No tropical storms expected to impact Florida; Melissa now well offshore of Northeast US

By Bryan Norcross - Hurricane Specialist

An area of disturbed weather is slowly coming together in the extreme southwestern Caribbean Sea. And an unusual tropical disturbance is forecast to develop near Africa.

An AREA OF DISTURBED WEATHER is trying to consolidate in the southwestern Caribbean Sea.  It has a slight chance of organizing into a tropical depression before it moves over Central America. Flooding rain is a threat over Honduras, Belize, Guatemala, and southern Mexico.

The disturbance is part of a large area of tropical moisture that is forecast to straddle Central America for the next few days.

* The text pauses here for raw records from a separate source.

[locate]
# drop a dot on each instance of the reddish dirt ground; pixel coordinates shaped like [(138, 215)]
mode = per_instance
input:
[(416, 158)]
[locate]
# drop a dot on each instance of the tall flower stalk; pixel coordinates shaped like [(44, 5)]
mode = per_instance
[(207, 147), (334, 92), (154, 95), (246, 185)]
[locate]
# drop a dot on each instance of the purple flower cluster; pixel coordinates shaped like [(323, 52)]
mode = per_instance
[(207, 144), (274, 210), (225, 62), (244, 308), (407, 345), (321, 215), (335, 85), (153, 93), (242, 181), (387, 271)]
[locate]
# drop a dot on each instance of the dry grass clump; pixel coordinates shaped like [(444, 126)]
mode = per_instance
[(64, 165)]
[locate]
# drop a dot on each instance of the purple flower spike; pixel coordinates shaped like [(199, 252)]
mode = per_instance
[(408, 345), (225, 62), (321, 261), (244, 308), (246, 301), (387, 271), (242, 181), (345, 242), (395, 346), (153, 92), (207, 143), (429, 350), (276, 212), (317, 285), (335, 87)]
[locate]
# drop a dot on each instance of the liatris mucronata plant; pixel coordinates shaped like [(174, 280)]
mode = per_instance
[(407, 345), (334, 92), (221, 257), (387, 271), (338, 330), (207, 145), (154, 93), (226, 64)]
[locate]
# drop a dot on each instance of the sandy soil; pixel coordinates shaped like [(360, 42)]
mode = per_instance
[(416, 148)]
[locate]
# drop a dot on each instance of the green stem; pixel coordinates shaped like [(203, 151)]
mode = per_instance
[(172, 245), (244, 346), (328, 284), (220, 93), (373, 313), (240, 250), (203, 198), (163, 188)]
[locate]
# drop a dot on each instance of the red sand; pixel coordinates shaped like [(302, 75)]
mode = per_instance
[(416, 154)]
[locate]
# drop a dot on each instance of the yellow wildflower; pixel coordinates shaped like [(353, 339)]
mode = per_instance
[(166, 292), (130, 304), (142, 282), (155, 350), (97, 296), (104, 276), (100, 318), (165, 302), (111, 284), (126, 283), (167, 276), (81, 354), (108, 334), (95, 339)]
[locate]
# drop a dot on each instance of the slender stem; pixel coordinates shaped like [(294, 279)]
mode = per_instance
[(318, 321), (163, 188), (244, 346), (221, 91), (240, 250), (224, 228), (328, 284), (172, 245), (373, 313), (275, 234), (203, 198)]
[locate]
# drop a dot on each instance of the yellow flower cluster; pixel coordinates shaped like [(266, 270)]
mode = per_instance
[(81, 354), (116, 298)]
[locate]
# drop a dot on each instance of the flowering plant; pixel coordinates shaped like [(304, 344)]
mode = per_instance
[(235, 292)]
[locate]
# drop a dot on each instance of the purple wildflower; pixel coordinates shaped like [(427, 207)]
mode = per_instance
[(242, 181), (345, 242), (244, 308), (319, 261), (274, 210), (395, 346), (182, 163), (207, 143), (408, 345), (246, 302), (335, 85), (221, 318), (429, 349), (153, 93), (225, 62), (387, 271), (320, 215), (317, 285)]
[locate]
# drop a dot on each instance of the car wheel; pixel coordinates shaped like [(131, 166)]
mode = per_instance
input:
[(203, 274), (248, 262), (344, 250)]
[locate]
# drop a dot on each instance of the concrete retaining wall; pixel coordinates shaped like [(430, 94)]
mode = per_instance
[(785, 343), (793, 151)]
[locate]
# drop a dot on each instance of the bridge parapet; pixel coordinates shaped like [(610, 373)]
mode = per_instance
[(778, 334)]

Toward the end of the week, a more organized system might develop on the Pacific side of Mexico and/or in the extreme southern Gulf of Mexico.  

Toward the end of the week, if we get a system in the southern Gulf, we’ll watch it for effects on the north or northwestern Gulf Coast.  No effects in Florida are expected.

MELISSA consolidated its thunderstorms near the center enough to be technically called Tropical Storm Melissa.  Now the system is weakening well offshore, and is forecast to die out later today.  The remnants of Melissa will be absorbed into a North Atlantic cold front in a few days.

A TROPICAL DISTURBANCE will move off of Africa late today.  It’s unusual for tropical systems to thrive in the eastern Atlantic this late in the season, but this one is strong enough that it might briefly organize into a tropical depression or tropical storm.  It could bring stormy weather to the Capo Verde islands off Africa in the next couple days before it is killed off by typically unfavorable upper winds.

ELSEWHERE, there are no areas of concern in the tropics.